Henry, lost in thought, did not hear him at first.

“Henry!” J.R. called, louder. He had been riding his horse up to the estate when he came upon Henry walking in the humid, buggy air. He dismounted his mare and held her by the reins and called to his old friend again. “Henry!” They were far enough from the house that no one would hear them.

Finally Henry turned.

Leading his horse, J.R. walked closer. He had imagined this was the sort of conversation that would happen inside, in the study, over a glass of brandy or at least a cup of tea. But he supposed now was as good a time as any.

“I thought you might want to know...,” J.R. began. As he came closer, he saw how awful Henry looked, and he hesitated before continuing.

“What is it?” Henry asked.

“Are you okay?”

“Fine. Perfectly fine.”

J.R. nodded slowly.

Henry said, “What is it I should know?”

J.R. measured the moment. It was perhaps not the right time to say it, after all, but it was his duty, he always felt, to help Henry however he could—and in any case it needed to be said. “The girl is ill.”

“What girl?”

J.R. paused before saying, “Your girl, Henry.”

The light was dim, night settling in. J.R. saw Henry open his mouth and close it again. The horse made a noise, and J.R. reached up to stroke its flank.

Standing on the lane, Henry looked at his friend, his loyal friend who had kept Henry’s secret all of these years. A decade from then when Henry died at the age of fifty-five from influenza, J.R. would be rewarded for that loyalty. In his will Henry would leave certain assets and savings to Gertrude, but he would bequeath the whole of the estate to J.R., trusting that he would do with it what he felt was right.

“Is it serious?” Henry asked now.

“Yes.”

“Ill with what?”

“Pneumonia, it seems, that has not yet resolved.”

“For how long?”

“It has gone on for some time.”

“But you’re only telling me now?”

“I only learned it myself. The vestryman told me something about a surgery she requires. He thought you might want to know.”

“The vestryman?”

“I never breathed a word to him, Henry. He merely suspects.”

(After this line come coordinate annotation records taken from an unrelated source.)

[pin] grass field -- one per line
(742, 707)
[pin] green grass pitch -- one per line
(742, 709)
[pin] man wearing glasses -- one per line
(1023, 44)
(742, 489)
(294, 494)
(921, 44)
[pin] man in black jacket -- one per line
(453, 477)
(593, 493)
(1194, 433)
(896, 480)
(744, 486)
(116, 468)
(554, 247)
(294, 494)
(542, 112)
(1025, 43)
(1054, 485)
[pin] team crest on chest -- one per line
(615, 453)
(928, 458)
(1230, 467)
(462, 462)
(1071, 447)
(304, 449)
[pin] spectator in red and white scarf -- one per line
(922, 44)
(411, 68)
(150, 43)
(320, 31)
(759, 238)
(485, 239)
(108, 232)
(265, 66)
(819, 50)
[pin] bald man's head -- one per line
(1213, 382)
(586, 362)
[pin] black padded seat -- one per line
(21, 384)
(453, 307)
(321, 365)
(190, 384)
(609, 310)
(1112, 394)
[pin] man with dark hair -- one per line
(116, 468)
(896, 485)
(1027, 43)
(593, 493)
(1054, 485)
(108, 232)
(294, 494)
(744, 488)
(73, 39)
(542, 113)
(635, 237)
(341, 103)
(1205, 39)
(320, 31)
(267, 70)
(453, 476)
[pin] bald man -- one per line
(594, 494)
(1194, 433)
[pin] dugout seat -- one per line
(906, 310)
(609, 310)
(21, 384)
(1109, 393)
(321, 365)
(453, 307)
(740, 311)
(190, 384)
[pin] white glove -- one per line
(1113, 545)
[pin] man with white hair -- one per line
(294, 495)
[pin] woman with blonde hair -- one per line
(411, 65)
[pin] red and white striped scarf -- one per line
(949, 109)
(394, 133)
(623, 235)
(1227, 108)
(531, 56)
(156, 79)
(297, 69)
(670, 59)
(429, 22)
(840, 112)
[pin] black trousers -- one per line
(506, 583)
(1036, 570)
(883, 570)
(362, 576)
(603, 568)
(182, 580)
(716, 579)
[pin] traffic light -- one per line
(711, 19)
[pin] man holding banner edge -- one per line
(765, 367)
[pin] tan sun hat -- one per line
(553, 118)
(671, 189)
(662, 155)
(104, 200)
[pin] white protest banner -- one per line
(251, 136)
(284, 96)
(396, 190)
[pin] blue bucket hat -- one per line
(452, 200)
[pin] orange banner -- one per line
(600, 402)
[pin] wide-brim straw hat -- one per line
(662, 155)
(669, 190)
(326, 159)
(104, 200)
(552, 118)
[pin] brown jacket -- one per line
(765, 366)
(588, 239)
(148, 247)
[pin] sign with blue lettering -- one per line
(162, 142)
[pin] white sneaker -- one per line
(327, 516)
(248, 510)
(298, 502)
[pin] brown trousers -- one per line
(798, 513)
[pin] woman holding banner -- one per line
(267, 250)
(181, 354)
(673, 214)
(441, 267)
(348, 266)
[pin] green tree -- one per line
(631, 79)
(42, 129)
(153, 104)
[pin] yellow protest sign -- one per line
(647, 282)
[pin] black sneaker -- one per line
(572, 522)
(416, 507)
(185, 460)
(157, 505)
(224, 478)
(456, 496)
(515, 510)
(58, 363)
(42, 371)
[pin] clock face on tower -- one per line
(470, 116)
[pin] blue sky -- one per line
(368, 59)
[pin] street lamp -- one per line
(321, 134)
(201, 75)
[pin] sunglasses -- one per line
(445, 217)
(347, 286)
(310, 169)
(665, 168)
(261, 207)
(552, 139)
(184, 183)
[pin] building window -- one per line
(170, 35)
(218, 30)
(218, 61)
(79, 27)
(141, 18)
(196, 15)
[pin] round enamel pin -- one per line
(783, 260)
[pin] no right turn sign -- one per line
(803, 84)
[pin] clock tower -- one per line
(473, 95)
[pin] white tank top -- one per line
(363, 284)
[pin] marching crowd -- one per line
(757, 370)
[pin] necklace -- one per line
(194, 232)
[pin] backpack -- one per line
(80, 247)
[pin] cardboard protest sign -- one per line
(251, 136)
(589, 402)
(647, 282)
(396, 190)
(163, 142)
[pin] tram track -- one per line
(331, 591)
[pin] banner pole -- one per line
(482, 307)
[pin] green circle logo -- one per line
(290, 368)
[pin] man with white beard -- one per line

Henry nodded and looked off down the lane. Ill , he thought. So that’s why Lucille had come. It was not about him. He stood in the dusk, nursing his private pain.

“I thought you should know,” he heard J.R. say, “in case you felt moved to do something about it.”

“Felt moved” struck Henry as an interesting phrase, and if J.R. was not such a good friend, he might have taken offense. Of course he felt moved. But feeling moved and being able to move were two different things. What could he do? What was he honestly expected to do? He sighed. Lucille herself had told him once, in writing, to leave them alone. Although the fact that she had come now said something else. But even if he were to offer something—money, a room at the hospital—somehow Gertrude was bound to find out. Henry was certain of that. Gertrude had begun mistrusting him a long time ago, interrogating not only his driver but the house servants, too, about his comings and goings, inspecting the financial ledgers that Henry kept on the shelf, asking about him in town. Henry had learned to be careful. If she caught even a whiff of anything he might do in this case, she would hunt it down until she found where it led. And what then? Would she confront Lucille? Make both of their lives thereafter a living hell?

Henry sighed again. J.R. was waiting for him to respond, but it seemed to Henry that there was nothing to say. His hands were tied, and it was late, and all he wanted was to return to the house and rest.